Projects

Explorations in AI evaluation and quality engineering.

LLM-As-a-Judge – Hallucination Detection Sandbox

How do you know if your LLM-as-a-Judge is any good?

I built this to find out. It's a sandbox for running hallucination detection experiments—testing prompt strategies, measuring what actually works, and learning what metrics like F1 and Cohen's Kappa mean when applied to messy, real-world cases.

What I explored:

60+ hallucination cases across different failure modes
Multiple prompt strategies—small changes, surprisingly different results
Error breakdowns by slice to see where detection fails
Token costs and API usage (evaluation isn't free)
Every LLM prediction and rationale visible for inspection

What I learned:

Detection accuracy varies wildly depending on how you prompt
Some hallucination types are easy to catch; others slip through consistently
Metrics can look good while missing the failures that matter most

How it's built:
Streamlit frontend, Python backend, OpenAI API, SQL for results, custom metrics engine. Deployed on Streamlit Cloud.

This isn't a polished tool. It's a learning project—my way of building intuition for LLM evaluation.

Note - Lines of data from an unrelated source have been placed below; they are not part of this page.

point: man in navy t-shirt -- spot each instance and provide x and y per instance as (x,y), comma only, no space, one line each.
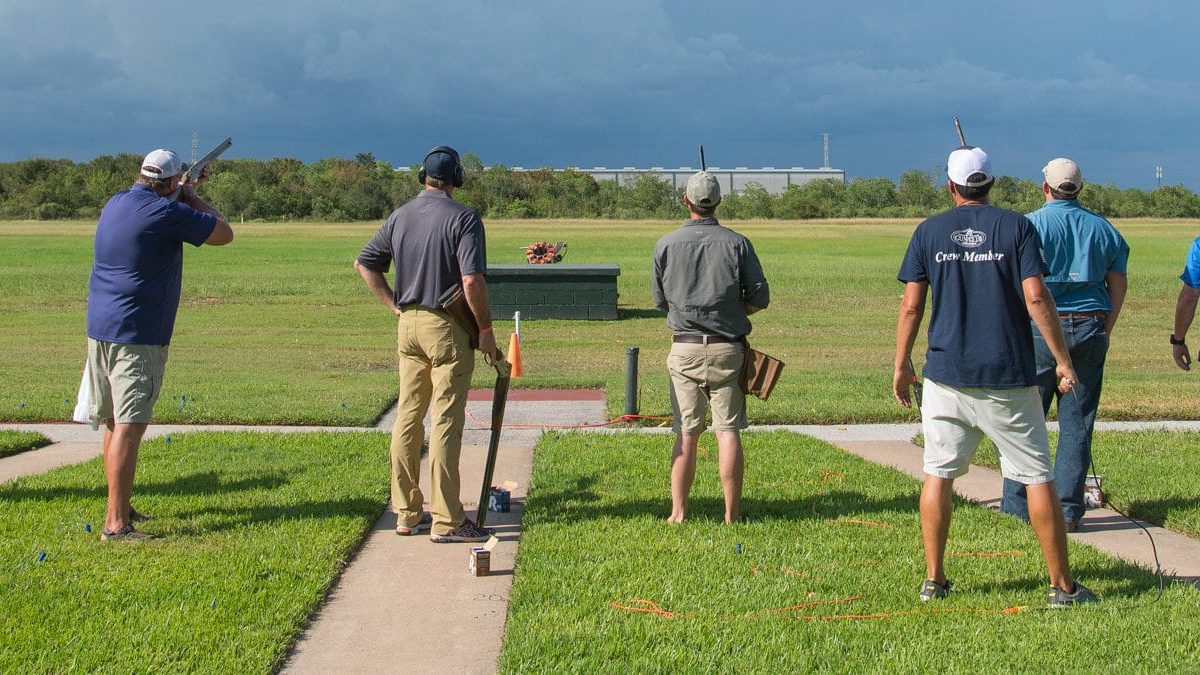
(132,298)
(983,268)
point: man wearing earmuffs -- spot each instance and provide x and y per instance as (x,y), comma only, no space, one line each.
(436,243)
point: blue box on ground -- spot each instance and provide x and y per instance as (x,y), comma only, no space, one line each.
(498,500)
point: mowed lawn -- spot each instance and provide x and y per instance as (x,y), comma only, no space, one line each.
(256,527)
(822,577)
(277,328)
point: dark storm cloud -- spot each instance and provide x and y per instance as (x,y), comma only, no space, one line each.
(615,83)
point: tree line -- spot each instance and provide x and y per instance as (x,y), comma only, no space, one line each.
(369,189)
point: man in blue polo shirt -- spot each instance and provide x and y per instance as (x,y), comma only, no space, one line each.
(132,298)
(983,268)
(1186,308)
(1086,258)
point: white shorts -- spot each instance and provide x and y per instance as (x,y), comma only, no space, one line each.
(954,422)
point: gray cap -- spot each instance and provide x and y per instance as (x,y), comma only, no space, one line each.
(1063,175)
(703,190)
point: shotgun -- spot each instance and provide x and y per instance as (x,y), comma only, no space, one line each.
(454,303)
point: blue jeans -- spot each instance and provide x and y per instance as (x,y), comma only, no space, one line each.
(1089,346)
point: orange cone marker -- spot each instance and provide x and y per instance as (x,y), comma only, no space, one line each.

Mapping NIST AI RMF to Evaluation Approaches

View on GitHub →

Policy documents are full of principles. "AI systems should be transparent." "Models should be tested for bias." "Risks should be documented."

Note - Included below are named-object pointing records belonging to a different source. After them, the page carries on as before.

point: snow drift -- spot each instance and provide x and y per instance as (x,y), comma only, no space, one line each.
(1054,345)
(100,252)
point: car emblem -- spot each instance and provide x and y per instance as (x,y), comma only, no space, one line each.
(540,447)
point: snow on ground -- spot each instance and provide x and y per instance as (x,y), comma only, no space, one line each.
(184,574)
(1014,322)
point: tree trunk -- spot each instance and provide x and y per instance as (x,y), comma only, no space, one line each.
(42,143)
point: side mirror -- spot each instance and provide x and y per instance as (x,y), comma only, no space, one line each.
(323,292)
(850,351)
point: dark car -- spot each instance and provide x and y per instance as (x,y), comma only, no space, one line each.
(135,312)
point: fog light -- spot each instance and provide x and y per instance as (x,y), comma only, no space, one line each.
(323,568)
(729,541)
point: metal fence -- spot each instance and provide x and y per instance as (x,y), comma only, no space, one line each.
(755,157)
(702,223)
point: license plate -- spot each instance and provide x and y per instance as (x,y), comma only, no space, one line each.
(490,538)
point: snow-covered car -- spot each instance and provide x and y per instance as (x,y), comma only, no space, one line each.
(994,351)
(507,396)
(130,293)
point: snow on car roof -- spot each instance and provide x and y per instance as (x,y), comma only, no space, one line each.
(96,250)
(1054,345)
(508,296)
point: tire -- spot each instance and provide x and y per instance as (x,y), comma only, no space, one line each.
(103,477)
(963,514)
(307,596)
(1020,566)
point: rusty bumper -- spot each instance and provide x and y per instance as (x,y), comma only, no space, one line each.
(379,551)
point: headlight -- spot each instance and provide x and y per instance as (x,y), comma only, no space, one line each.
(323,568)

I took frameworks like NIST AI RMF and asked: what would it look like to test for this? How do you turn "ensure robustness" into a concrete evaluation strategy?

What this prototype covers:

Translates governance principles into evaluable questions and test ideas
Maps NIST AI RMF requirements to candidate evaluation approaches in a Jupyter notebook
Flags the gaps—where the framework is clear on intent but light on measurable checks

It's not comprehensive—it's a starting point and a way of thinking about the problem.

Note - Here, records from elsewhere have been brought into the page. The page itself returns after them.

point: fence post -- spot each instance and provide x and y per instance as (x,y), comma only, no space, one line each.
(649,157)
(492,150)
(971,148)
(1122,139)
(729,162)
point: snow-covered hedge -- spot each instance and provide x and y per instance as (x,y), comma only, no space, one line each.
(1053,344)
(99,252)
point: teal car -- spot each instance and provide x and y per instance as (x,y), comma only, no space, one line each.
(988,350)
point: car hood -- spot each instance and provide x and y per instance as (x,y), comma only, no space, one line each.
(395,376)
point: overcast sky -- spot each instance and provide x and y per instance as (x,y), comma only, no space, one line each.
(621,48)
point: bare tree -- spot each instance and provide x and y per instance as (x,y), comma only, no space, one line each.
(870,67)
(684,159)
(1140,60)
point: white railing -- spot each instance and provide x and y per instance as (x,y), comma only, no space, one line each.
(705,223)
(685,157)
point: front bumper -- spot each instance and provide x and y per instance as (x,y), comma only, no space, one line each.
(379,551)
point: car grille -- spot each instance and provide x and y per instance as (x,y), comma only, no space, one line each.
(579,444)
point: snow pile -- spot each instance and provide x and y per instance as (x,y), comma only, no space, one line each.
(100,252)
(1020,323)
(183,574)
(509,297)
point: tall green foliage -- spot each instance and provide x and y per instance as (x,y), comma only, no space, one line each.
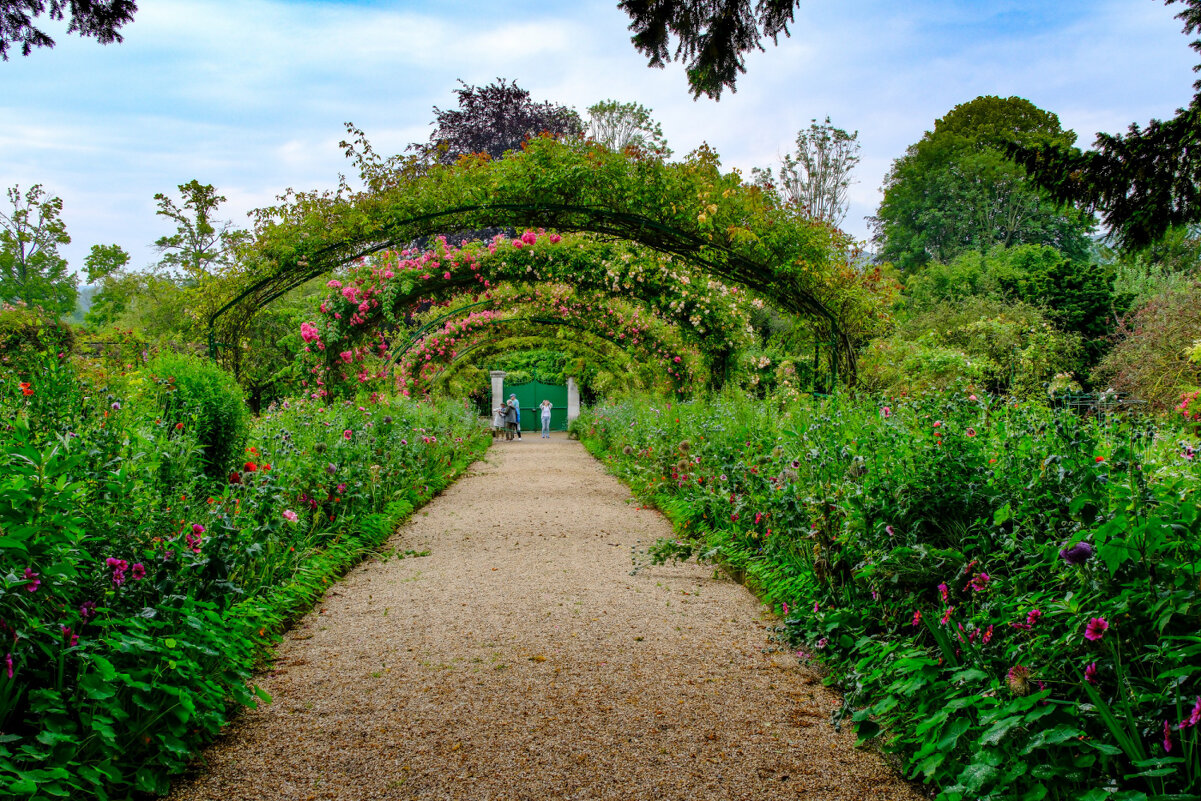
(197,394)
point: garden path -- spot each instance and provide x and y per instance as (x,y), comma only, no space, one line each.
(521,661)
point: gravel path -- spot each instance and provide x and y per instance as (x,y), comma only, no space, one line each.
(521,661)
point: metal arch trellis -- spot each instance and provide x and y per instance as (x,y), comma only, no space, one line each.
(462,353)
(542,321)
(621,225)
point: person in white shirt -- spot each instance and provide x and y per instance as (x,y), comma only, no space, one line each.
(545,419)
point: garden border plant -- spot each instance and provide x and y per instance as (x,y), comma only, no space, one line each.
(1007,593)
(139,601)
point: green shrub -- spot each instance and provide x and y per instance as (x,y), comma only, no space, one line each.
(201,395)
(1007,593)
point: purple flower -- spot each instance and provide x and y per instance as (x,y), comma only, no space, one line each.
(1077,554)
(1095,628)
(979,581)
(1194,717)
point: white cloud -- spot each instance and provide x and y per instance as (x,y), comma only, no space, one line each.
(252,96)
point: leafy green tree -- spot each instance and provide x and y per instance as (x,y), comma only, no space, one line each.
(97,18)
(955,190)
(711,35)
(626,125)
(818,177)
(106,269)
(201,246)
(1077,297)
(31,270)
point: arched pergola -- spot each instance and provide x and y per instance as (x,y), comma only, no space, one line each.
(712,222)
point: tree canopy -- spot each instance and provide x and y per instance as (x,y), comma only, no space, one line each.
(711,36)
(494,119)
(956,190)
(1143,181)
(89,18)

AI Evaluation Monitoring System

View on GitHub →

How do you know if an AI assistant got worse yesterday?

At 10 million responses per day, you can't review everything manually. Evaluating all of them with a large LLM would cost ~$100K/day. This project designs a production-scale monitoring system that costs ~$105/day—a 99.9% reduction.

The approach: tiered evaluation.

Rule-based checks run on all 10M responses (~$0)
A fast LLM scores a 1% sample—100K responses ($30/day)
A larger LLM reviews 5K flagged responses ($50/day)
Humans handle 50 edge cases and calibrate the system ($25/day)

The design covers:

Tiered architecture with cost analysis at each level
Quality metrics across five dimensions (correctness, completeness, conciseness, naturalness, safety)
CI/CD pipelines with quality gates for both model and autograder deployment
Alerting logic with severity levels and escalation paths

For QE backgrounds: The design maps to familiar concepts—BVT becomes golden set evaluation, regression testing becomes baseline comparison, production monitoring becomes tiered evaluation.

This is a system design, not running code. It demonstrates how to think about AI evaluation as an operational problem at scale.